Но даже если допустить, что призвание на Галилейском море было вторым, то и оно по-разному описано у «синоптиков» и Иоанна. Что же произошло на самом деле: Иисус окликнул братьев или они сами пришли к Нему? Об этом Златоуст не говорит ничего, но поучает нас примером апостольской веры:
«Посмотрите же, какова их вера и послушание! Они заняты были своим делом (а вы знаете, как увлекательна рыбная ловля) — но, как только услышали призыв Спасителя, не медлили, не отложили на потом, не сказали: «Сходим домой и посоветуемся с родственниками?» — но, оставив всё, устремились к Нему точно так же, как Елисей последовал за Илиёй. Христос желает от нас такого послушания, чтобы мы ни на мгновение не откладывали следования за Ним, хотя бы и препятствовала тому самая крайняя необходимость. Вот почему, когда некто другой пришёл к Нему и просил позволения «похоронить отца своего», Он и этого не позволил ему сделать, показывая тем, что следование за Ним должно предпочитать всему. Ты скажешь, что им много было обещано? Но потому-то я особенно и удивляюсь им, что они, не видев ещё ни одного знамения, поверили столь великому обещанию и всему предпочли следование за Христом — поверили, что и они в состоянии будут уловлять теми же словами других, какими уловлены были сами!»

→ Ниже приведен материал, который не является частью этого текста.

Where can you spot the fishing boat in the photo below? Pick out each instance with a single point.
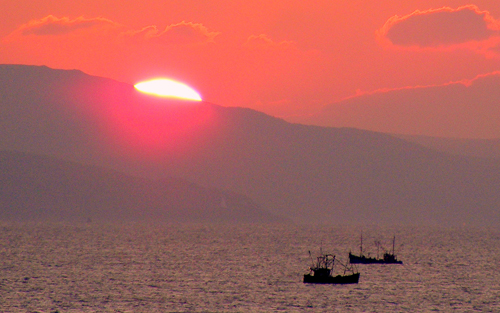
(388, 257)
(322, 271)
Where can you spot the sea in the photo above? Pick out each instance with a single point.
(91, 267)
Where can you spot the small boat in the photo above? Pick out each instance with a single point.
(321, 272)
(388, 258)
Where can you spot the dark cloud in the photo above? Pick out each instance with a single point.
(52, 25)
(181, 33)
(440, 27)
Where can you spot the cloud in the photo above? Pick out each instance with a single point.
(465, 109)
(51, 25)
(262, 41)
(443, 27)
(178, 34)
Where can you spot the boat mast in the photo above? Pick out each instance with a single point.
(393, 241)
(361, 245)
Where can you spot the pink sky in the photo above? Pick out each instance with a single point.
(284, 58)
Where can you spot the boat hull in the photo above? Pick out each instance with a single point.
(348, 279)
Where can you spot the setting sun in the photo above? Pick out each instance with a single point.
(168, 88)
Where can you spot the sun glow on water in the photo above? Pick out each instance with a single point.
(163, 87)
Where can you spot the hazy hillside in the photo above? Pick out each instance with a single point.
(36, 188)
(483, 148)
(307, 173)
(468, 109)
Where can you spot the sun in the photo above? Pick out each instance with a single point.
(168, 88)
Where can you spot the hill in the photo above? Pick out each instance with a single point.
(306, 173)
(36, 188)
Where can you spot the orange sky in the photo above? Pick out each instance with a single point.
(285, 58)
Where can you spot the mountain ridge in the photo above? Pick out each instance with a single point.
(306, 173)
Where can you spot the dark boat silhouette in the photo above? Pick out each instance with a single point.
(321, 272)
(388, 257)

Епифаний был восхищён красноречием и мудростью Иоанновой проповеди. Даже записанная на пергамене и читаемая здесь и сейчас недостойным и многогрешным монахом, она звучала так, будто сам Златоуст произносил её посреди церкви в Антиохии, окружённый любовью и почитанием слушателей.

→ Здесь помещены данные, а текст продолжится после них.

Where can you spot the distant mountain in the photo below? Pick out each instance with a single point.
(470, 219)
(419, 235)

— Нет и не может быть тут никаких противоречий! — воскликнул Епифаний, и библиотекарь Фома, задремавший было над своим аналоем, испуганно взглянул на студийского монаха.

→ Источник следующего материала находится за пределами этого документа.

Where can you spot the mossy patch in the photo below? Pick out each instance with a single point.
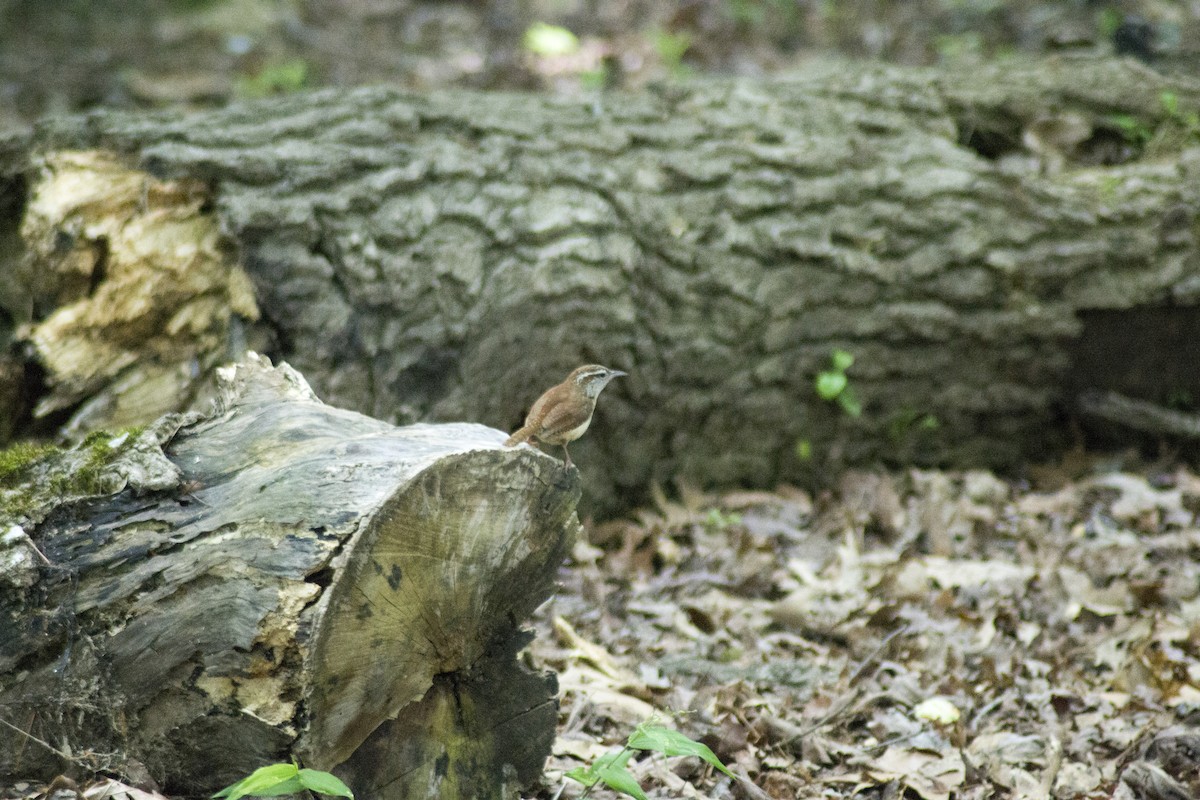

— Завтра, брат Епифаний, в канун Христова Рождества, — сказал ему Фома, — после Божественной литургии вместе с Феодором и другими студитами ты должен последовать за патриархом и всем клиром и мирянами в его покои. Феодор знает для чего. Брат его, архиепископ Иосиф, тоже. Ты же, погружённый в чтение отцов и благочестивое писательство, мог и не слышать…
— Нет, Фома, я знаю, знаю. Я сам отвозил письмо Иосифу в Фессалоники, и вот он здесь, как и многие другие епископы.
В поисках ответа на всё ещё мучивший его вопрос, кем был второй ученик Предтечи, вместе с Андреем последовавший за Иисусом, Епифаний развернул другой свиток Златоуста, с толкованиями на Евангелие от Иоанна, — и сразу же нашёл нужное место:
«Почему евангелист не назвал имени и другого ученика? Некоторые объясняют это тем, что второй ученик, последовавший за Христом, был тот же, который и написал об этом, то есть сам Иоанн Богослов; другие же думают иначе — что он был не из числа избранных учеников, а евангелист рассказывал только о лицах, более замечательных. Но что пользы узнавать имя этого ученика, когда не названы имена и семидесяти двух апостолов? А об Андрее упомянуто ещё по одной причине. Какая же это причина? Та, чтобы ты, зная, как Симон с Андреем, лишь услышали: «Идите за Мною, и Я сделаю вас ловцами человеков», — не усомнились в этом необычайном обетовании, — чтобы, говорю, ты знал и то, что начатки веры ещё прежде Симона положены братом его».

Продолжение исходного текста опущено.